Üçüncü şecere-i tuba, ikbal-i istikbalimizi temin eden diyanet-i kâmilemizdir. Zira Meşrûtiyette Şeriat, esas-ı evvel-i medeniyetimizin deveran-ı demi yerine geçmiş olan Şeriat-ı Ahmedîyi teneffüs ve terakkiyat-ı efkâr ile onun mülevves olan hikâyat ve İsrailiyat ve teşbihattan tasfiye edileceğinden, küre-i arzın deveran-ı demi yerine geçecektir. Veyahut şems-i İslâmiyet sema-i siyasette sehab-ı muzlimden halâs olduğundan, kamer-i medeniyeti tenvir ve Asya tarlasının çiçeklerini tenmiye ve tezyin edecektir. Zira din esası olduğu hâlde, hamele-i Şeriat, dâhî ve siyasî adamlar olacaklar ve İslâmiyet’i o hikâye-i İsrailiyattan tecrit edecek ve sileceklerdir.
“En kat’î fazilet odur ki, düşmanlar dahi onun tasdikine şehadet etsin.” Yeni Dünyanın en meşhur feylesofu demiş ki: “İslâmiyet çıktığı zaman âteş-i cevval gibi, odun parçalarına benzer sair edyan ve efkârı bel’ etti. On iki asırda iki yüz milyonun rehber-i hayatı olmuş ve o hakaik-i ulviye müsademat-ı âleme karşı hasiyetini ve hakikatini muhafaza etmekle şimdi mir’at-ı mücellâ gibi Muhammed-i Arabî’yi nazarımızda tecessüm ettiriyor.”

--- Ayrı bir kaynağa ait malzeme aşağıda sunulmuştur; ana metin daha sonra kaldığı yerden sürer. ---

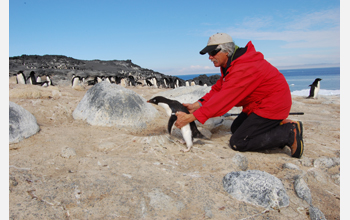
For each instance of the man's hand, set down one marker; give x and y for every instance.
(183, 119)
(192, 107)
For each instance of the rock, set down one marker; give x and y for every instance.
(188, 94)
(22, 124)
(302, 190)
(336, 178)
(316, 214)
(323, 162)
(110, 105)
(241, 161)
(68, 152)
(307, 162)
(336, 161)
(256, 187)
(162, 202)
(290, 166)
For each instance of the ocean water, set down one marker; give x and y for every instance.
(300, 79)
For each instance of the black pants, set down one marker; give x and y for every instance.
(252, 133)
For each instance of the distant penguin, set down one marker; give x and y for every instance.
(20, 78)
(188, 131)
(38, 78)
(148, 83)
(98, 79)
(31, 78)
(48, 78)
(107, 79)
(76, 81)
(314, 88)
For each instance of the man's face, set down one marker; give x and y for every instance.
(219, 59)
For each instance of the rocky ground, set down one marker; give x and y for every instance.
(72, 170)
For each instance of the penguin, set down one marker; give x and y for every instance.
(314, 88)
(20, 78)
(38, 78)
(48, 79)
(76, 81)
(98, 79)
(188, 131)
(148, 83)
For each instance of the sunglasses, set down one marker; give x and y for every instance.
(214, 52)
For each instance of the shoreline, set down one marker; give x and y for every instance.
(113, 172)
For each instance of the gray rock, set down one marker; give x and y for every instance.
(336, 161)
(111, 105)
(241, 161)
(316, 214)
(22, 124)
(290, 166)
(162, 202)
(256, 187)
(302, 190)
(336, 178)
(323, 162)
(307, 162)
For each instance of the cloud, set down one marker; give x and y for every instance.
(317, 29)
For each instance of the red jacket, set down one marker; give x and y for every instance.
(251, 82)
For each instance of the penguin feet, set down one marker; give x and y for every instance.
(186, 150)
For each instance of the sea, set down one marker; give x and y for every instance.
(300, 79)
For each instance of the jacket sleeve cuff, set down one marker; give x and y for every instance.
(200, 116)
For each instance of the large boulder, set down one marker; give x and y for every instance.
(22, 124)
(111, 105)
(256, 187)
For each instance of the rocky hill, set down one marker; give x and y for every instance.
(62, 68)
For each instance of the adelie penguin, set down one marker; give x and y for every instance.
(188, 131)
(20, 78)
(314, 89)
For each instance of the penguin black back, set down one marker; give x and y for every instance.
(176, 106)
(314, 88)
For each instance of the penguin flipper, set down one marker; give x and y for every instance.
(171, 122)
(195, 132)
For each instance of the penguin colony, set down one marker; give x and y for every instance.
(31, 79)
(127, 81)
(188, 131)
(92, 80)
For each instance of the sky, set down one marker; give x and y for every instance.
(166, 36)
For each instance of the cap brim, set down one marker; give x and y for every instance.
(208, 49)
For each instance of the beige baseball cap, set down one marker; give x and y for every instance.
(214, 41)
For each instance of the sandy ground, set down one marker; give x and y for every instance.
(72, 170)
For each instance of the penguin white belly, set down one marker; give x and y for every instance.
(317, 89)
(20, 79)
(166, 107)
(187, 136)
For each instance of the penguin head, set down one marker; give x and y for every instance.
(154, 100)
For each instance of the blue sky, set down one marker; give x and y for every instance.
(166, 36)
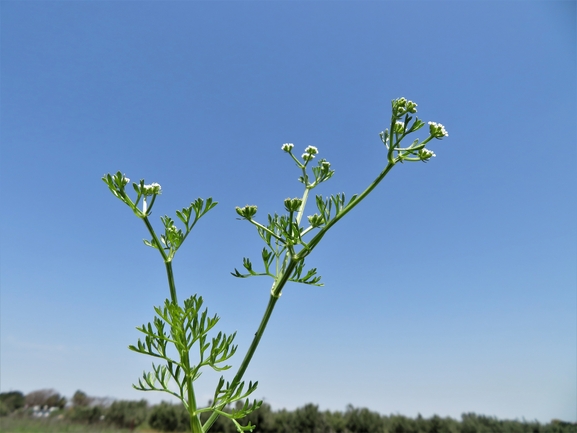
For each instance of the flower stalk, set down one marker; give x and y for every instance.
(287, 244)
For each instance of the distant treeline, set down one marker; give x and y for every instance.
(166, 417)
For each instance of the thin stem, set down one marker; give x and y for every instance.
(195, 425)
(277, 287)
(303, 205)
(154, 238)
(315, 240)
(171, 284)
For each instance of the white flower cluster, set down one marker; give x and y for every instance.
(437, 130)
(399, 127)
(152, 189)
(310, 153)
(426, 154)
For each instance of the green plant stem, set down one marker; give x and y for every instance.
(171, 284)
(317, 238)
(195, 425)
(167, 261)
(277, 288)
(283, 278)
(155, 239)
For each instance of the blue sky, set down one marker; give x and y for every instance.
(451, 289)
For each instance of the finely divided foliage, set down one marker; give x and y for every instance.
(181, 337)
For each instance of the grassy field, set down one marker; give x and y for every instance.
(27, 425)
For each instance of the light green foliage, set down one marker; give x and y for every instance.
(180, 332)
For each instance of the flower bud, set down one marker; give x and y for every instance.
(293, 205)
(316, 220)
(246, 212)
(311, 150)
(437, 130)
(426, 154)
(399, 127)
(152, 189)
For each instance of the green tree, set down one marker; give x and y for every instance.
(363, 421)
(168, 417)
(127, 414)
(80, 399)
(11, 401)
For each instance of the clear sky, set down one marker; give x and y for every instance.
(451, 289)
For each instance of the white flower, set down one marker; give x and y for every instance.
(311, 150)
(152, 189)
(425, 154)
(437, 130)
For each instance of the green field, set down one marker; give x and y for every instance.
(27, 425)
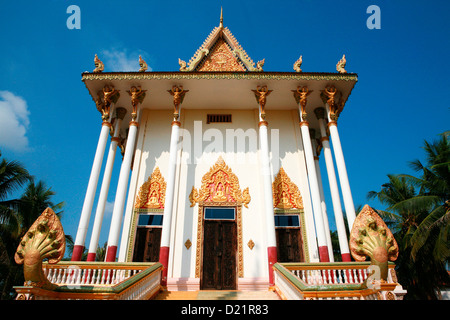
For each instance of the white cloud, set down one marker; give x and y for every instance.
(14, 122)
(121, 60)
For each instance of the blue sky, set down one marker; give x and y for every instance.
(49, 122)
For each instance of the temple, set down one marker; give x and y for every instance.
(220, 184)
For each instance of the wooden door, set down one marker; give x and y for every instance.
(219, 255)
(289, 245)
(146, 248)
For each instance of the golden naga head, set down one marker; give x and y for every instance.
(370, 237)
(44, 240)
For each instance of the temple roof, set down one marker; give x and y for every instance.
(220, 52)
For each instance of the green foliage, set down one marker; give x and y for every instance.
(418, 214)
(17, 216)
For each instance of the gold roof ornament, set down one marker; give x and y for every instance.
(370, 237)
(298, 64)
(99, 66)
(44, 240)
(220, 52)
(142, 64)
(341, 65)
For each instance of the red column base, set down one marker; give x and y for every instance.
(346, 257)
(164, 260)
(323, 254)
(91, 256)
(272, 257)
(77, 252)
(111, 254)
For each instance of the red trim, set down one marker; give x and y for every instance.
(77, 252)
(323, 254)
(164, 260)
(346, 257)
(111, 254)
(272, 257)
(91, 256)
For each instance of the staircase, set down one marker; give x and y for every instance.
(217, 295)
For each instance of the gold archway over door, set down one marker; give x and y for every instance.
(220, 187)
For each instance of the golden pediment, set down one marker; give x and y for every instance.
(220, 184)
(285, 193)
(152, 193)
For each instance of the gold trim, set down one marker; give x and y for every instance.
(286, 194)
(220, 187)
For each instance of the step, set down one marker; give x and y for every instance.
(217, 295)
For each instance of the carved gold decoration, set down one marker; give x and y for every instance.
(261, 94)
(137, 96)
(221, 58)
(341, 65)
(220, 184)
(298, 64)
(285, 193)
(152, 193)
(178, 94)
(370, 237)
(188, 244)
(99, 66)
(260, 64)
(107, 96)
(220, 187)
(44, 240)
(329, 95)
(143, 65)
(300, 96)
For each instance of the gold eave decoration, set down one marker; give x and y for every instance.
(152, 193)
(286, 194)
(220, 184)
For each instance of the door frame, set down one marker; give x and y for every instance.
(200, 237)
(235, 240)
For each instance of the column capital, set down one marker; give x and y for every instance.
(261, 94)
(178, 94)
(320, 112)
(137, 97)
(300, 96)
(105, 98)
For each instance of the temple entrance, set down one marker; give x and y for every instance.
(289, 238)
(219, 263)
(148, 238)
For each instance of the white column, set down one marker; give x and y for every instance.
(120, 112)
(168, 204)
(326, 224)
(122, 186)
(334, 190)
(342, 171)
(90, 193)
(315, 193)
(271, 241)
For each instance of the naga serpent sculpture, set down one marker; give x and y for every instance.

Elhâsıl: Bir hazine-i cevahire malik olduğumuz hâlde, Avrupa’ya ahkâmda izhar-ı fakr, ahlâkta dilencilik etmek din-i İslâm’a büyük bir hıyanettir ve hayat-ı millete kastetmektir. Dünya için din feda olmaz, berâhin-i akliye üzerine müesses olan din-i İslâm, başka dine kıyas olunmaz.
Eski Said Dönemi Eserleri, Makalat, s. 34
LÛGATÇE:
avam: Halkın alt tabakası.
bel’ etmek: Yutmak, ortadan kaldırmak.
berâhin-i akliye: Aklî deliller.
deveran-ı dem: Kan dolaşımı.
edyan: Dinler.
esas-ı evvel-i medeniyet: Medeniyetin ilk temeli.

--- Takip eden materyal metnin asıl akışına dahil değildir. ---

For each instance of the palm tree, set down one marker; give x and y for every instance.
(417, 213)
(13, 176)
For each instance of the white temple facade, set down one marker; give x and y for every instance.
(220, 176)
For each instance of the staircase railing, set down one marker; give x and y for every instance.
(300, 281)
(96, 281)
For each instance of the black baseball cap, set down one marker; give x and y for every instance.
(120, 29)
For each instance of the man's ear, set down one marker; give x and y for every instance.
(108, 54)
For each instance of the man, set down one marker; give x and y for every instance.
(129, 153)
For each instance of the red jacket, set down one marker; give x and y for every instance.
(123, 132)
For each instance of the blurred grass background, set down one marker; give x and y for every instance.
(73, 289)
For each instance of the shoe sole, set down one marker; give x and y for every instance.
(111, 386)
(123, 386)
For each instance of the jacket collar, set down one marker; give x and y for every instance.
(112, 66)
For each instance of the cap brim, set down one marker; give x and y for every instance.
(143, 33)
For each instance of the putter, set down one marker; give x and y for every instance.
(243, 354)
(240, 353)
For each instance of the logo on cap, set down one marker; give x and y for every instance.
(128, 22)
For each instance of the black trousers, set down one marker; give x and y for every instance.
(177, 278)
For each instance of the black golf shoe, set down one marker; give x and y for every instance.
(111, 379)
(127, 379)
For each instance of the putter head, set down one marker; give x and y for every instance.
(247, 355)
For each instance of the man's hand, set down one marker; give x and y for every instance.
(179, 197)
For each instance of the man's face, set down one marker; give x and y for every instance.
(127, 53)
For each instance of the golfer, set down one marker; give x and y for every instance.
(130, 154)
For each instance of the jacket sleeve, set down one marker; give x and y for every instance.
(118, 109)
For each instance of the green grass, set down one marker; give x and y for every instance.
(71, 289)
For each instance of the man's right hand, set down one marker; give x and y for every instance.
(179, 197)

eydî-i şebâbet: Gençlik gücü, gençlik saltanatı.
hamele-i Şeriat: Şeriatı taşıyanlar, uygulayıp ayakta tutanlar.
havas: Halkın üst tabakası.
ikbal-i istikbal: Geleceğin tâlii, işlerin iyi gitmesi.

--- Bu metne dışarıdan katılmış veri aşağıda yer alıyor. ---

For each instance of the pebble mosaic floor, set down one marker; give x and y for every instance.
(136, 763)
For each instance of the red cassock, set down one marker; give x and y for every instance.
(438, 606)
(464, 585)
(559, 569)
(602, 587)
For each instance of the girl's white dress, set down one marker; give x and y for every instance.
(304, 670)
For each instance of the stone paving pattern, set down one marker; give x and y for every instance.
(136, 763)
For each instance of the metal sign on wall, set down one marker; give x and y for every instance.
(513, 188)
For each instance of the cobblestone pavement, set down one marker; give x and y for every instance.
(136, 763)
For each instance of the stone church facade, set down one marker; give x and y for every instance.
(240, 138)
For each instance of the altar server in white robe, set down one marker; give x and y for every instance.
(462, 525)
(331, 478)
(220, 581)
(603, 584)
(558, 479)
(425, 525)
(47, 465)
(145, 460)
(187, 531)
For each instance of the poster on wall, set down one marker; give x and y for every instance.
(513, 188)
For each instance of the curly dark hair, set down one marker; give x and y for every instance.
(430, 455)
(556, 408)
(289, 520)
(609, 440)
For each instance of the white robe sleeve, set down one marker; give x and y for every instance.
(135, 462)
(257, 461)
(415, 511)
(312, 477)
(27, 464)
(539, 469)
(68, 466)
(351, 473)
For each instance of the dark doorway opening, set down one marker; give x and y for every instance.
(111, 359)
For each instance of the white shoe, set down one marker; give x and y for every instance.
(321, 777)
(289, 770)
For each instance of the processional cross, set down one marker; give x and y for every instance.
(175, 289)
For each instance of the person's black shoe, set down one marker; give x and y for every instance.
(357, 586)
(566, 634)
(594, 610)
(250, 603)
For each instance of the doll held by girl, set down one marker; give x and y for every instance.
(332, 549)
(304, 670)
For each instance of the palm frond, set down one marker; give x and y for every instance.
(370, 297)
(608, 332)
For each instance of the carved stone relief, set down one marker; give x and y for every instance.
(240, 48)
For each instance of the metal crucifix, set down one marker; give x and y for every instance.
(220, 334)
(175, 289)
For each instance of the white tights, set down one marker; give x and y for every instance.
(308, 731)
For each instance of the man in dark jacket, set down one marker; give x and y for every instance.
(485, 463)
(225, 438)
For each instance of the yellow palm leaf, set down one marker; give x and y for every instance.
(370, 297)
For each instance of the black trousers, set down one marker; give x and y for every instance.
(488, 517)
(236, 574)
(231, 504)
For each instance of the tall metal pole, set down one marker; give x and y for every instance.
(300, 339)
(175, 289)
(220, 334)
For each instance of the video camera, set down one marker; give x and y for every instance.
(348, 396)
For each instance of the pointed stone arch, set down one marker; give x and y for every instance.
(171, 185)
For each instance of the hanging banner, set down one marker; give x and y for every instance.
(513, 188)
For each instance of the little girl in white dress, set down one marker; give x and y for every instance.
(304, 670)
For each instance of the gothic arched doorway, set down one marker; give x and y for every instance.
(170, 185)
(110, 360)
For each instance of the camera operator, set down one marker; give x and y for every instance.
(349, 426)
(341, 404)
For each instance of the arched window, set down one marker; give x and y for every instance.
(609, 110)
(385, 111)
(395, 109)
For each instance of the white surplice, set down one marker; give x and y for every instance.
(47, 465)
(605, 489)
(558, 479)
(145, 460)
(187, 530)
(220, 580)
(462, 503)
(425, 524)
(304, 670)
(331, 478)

inkıraz: Bitip tükenip yok olma, sonu gelme, son bulma, çökme, yıkılma.
İsrailiyat: Yahudî ve Hıristiyanların kültüründen İslâm’a karıştığı bilinen şeyler.
ittihad-ı umumî: Genel birlik beraberlik.
kamer-i medeniyet: Medeniyet ayı.
maişet: Geçim.
mehasin-i medeniyet: Medeniyetin güzellikleri.
meşruiyet: Şer’îlik, Şeriata uygunluk.
mir’at-ı mücellâ: Cilâlanmış, parlak ayna.
mülevves: Kirli, pis, bulaşık.
müsâvâtsızlık: Eşitsizlik, dengesizlik.
mütehassis: Hislenen, duygulanan.
mütesaviyen: Eşit olarak.
nehyetmek: Yasaklamak, sakındırmak.
neş’et etmek: Meydana gelmek.
sefahet: Yasak şeylere, zevk ve eğlenceye aşırı derecede düşkünlük.
sehab-ı muzlim: Karanlık bulut.
Şecere-i Tuba: Cennetteki Tuba ağacı (metinde mecaz).
şekva etmek: Şikâyet etmek.
tenmiye: Büyütme.
terakkiyat-ı efkâr: Fikrî gelişmeler, ilerlemeler.
teşbihat: Hakikat telâkki edilen benzetmeler.